Вы просто очень молоды. На самом деле лучше всех художественную манеру Толстого и ризому его гениальности проиллюстрировал Набоков: он во время лекции о Толстом гасил весь свет в кабинете, в зале лекционном — там было три лампы,— и он опускал занавески. Он включал одну лампу и говорил: «Это Пушкин». Потом зажигал вторую: «Это Гоголь». Потом зажигал третью: «Это Тургенев». А потом открывал занавески разом, так что солнечный свет врывался в аудиторию, и он гремел: «А это Толстой». Действительно, свет толстовского реализма предопределил во многом просто новое понимание человека. Реализм Толстого тотален. Тот тотальный реализм «Улисса», который в XX веке так всех поразил, базируется, конечно, на толстовских методах.
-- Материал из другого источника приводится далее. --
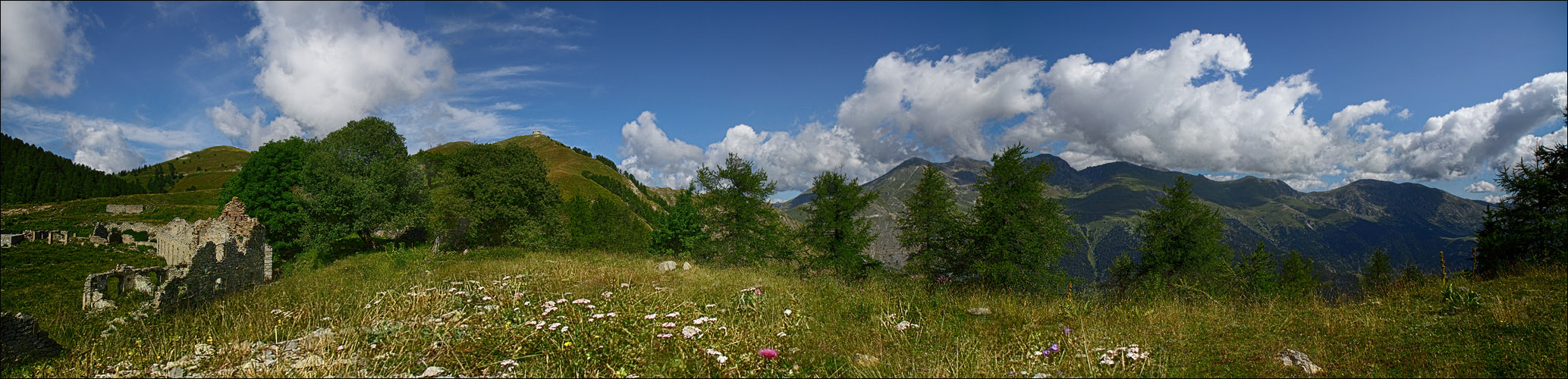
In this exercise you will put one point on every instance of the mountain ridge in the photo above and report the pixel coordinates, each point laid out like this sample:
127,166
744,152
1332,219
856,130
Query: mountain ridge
1337,227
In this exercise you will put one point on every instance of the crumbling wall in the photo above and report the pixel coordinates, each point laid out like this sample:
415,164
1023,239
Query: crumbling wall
96,290
118,208
206,258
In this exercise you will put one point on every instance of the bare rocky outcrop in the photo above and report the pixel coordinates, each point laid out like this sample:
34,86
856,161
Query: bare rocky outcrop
206,258
20,340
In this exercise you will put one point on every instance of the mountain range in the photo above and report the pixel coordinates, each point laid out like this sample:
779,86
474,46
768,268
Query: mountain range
1338,227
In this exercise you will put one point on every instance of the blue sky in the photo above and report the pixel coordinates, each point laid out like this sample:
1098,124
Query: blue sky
1316,94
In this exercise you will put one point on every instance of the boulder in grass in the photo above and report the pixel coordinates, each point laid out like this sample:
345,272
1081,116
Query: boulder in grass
1291,358
667,265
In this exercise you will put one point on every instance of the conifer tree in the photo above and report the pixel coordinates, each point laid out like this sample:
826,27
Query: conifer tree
833,227
1256,271
1183,239
932,227
677,232
1377,274
1531,224
1297,274
743,227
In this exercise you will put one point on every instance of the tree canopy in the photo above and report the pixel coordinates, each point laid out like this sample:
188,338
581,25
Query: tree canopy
1020,235
1531,224
495,196
1181,237
743,227
360,180
267,186
932,226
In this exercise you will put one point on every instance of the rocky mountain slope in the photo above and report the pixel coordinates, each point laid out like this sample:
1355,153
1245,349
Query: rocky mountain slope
1335,227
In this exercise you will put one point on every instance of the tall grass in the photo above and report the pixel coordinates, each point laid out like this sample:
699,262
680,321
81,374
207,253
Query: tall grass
404,311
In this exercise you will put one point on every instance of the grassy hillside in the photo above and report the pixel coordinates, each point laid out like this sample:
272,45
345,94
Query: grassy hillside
204,170
394,314
567,167
80,215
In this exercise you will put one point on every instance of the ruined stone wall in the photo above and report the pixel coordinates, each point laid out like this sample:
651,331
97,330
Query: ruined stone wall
96,289
206,258
118,208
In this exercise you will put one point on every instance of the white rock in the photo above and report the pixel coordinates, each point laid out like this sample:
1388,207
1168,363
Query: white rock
1291,358
433,371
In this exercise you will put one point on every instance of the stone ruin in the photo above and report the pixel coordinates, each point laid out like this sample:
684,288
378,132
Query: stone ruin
118,208
206,258
8,240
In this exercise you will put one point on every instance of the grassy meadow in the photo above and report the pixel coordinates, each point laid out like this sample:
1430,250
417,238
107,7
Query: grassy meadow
507,312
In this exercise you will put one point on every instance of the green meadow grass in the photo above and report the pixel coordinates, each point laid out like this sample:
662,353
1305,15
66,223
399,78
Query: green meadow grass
402,311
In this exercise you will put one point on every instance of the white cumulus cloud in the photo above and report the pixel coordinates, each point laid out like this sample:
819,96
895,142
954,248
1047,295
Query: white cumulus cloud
41,49
1463,141
938,107
248,132
1155,108
1481,186
99,143
654,157
326,63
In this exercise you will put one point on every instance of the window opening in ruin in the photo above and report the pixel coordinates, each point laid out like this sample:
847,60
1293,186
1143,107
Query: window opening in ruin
115,289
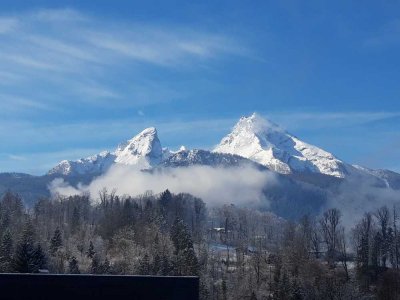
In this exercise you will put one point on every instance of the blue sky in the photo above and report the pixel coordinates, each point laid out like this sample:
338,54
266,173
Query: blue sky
78,77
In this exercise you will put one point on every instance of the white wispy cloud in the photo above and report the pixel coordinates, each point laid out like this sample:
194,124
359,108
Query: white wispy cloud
320,120
8,24
65,49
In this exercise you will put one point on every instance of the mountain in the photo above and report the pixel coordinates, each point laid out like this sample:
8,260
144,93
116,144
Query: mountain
266,143
253,140
143,150
307,177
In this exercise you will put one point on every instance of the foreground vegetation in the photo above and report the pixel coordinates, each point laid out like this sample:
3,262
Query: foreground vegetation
238,253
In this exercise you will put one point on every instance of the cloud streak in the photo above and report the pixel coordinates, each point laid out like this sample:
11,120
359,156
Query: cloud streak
238,185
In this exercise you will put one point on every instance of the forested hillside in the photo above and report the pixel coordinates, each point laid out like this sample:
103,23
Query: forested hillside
238,253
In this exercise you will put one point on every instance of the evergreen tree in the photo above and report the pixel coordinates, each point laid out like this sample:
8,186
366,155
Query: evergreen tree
144,266
6,248
96,266
40,257
27,258
75,221
56,241
186,261
73,267
90,253
106,267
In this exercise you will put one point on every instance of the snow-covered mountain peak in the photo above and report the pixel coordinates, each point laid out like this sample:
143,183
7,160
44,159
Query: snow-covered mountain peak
267,143
143,150
257,125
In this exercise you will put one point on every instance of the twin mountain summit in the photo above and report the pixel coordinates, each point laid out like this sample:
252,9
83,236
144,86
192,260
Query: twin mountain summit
308,176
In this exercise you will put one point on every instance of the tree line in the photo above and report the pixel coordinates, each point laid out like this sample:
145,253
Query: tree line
238,253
Прежний реализм рассматривал человека как существо социальное, Золя — как существо биологическое, у кого-то — как существо национальное, но взгляд Толстого на человека — это реализм тотальный: и физиологический, и социальный, и национальный, какой хотите, вплоть до самого биологического. Это действительно свет, который впущен в человеческое сознание. Толстой открыл поток сознания как технику, Толстой открыл эту новую, голую, почти библейскую манеру повествования, которая пришла к нему после кризиса 1882 года. Толстой пересмотрел абсолютно концепцию смерти и в «Смерти Ивана Ильича» предложил совершенно новый взгляд на смерть, он предложил совершенно новый взгляд на пол в «Крейцеровой сонате».
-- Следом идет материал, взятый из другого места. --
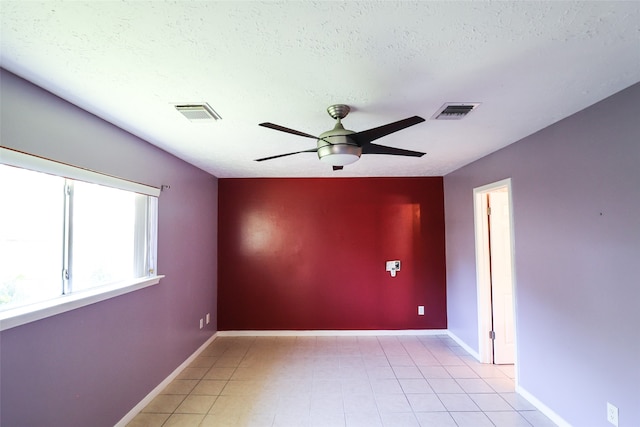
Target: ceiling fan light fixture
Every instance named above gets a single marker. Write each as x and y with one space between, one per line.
454 110
198 112
339 154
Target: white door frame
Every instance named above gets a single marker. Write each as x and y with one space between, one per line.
483 277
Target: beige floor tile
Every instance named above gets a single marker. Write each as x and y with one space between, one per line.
196 404
471 419
445 385
425 403
218 373
435 419
458 402
490 402
164 403
392 403
412 385
474 385
391 419
203 362
184 420
180 387
508 419
192 373
363 419
148 420
339 381
209 387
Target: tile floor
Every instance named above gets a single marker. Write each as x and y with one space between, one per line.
367 381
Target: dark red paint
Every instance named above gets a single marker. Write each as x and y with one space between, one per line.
309 254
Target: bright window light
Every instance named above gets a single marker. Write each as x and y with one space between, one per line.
61 236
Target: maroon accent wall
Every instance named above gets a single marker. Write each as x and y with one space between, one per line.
305 254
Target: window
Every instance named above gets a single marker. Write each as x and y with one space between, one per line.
68 234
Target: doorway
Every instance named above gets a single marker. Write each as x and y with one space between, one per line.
495 273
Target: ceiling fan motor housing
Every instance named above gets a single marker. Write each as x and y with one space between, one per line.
336 148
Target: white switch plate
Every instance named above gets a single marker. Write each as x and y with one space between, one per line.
612 414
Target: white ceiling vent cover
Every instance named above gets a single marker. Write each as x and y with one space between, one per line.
454 110
198 112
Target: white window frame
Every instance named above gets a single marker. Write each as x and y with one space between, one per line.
32 312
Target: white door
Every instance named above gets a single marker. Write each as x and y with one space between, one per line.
501 277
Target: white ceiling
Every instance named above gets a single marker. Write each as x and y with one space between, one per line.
530 64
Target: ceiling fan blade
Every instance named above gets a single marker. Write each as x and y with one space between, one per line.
287 130
311 150
367 136
383 149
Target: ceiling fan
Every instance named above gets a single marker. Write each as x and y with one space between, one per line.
339 146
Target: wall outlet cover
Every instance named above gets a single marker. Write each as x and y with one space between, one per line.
612 414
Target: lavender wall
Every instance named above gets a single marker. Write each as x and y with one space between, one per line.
90 366
576 199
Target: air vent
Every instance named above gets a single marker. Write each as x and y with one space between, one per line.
198 112
454 111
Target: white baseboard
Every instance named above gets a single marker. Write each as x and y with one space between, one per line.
156 391
464 345
557 419
333 333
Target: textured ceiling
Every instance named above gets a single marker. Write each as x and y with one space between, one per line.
529 64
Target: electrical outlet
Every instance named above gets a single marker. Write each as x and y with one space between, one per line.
612 414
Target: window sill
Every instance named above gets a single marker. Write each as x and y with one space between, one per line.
30 313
Не важно, насколько его идеи были обоснованы или рациональны — иногда они были совершенно нерациональны. Но они были ослепительно новы и, главное, продуктивны, потому что с помощью этих идей созидались великие художественные тексты. Толстовская концепция новой жизни, жизни с нуля, зачеркивания себя и этого возобновления жизни под другим именем — это концепция, за которую он поплатился жизнью, которую он пытался в жизнь воплотить, которая есть и в «Отце Сергии», и в «Посмертных записках Федора Кузьмича», и в огромной степени, конечно, в «Живом трупе». Это вообще одна из главных концепций XX века, когда человеку дается возможность под другим именем построить свою жизнь, такой глобальный «Назову себя Гантенбайн», это такое глобальное «сбежать и начать все иначе». Выдумать себя заново — это Толстой придумал.
Я уж не говорю о том, что сила изобразительная толстовская не имеет себе равных, и при этом — удивительный лаконизм художественных средств при страшной их густоте, великолепный лаконизм слова. Я думаю, что эталоном толстовского стиля является, конечно, вступление к «Хаджи-Мурату», да, пожалуй, и «Хаджи-Мурат» в целом. Вся русская проза так или иначе выросла из открытий Толстого. Другое дело, что многие его идеи остались в своем времени, но не за идеи мы его любим — мы любим за то, что сам он называл «энергией заблуждения». Вот вы пока просто или не доросли, или, может, вы читатель другого склада: может быть, вам ближе Чехов или Тургенев, а может быть, вам ближе Достоевский, такое тоже бывает. Но тем не менее великая заслуга Толстого в том, что он продвинул художественные средства дальше, чем кто-либо из когда-либо живших писателей.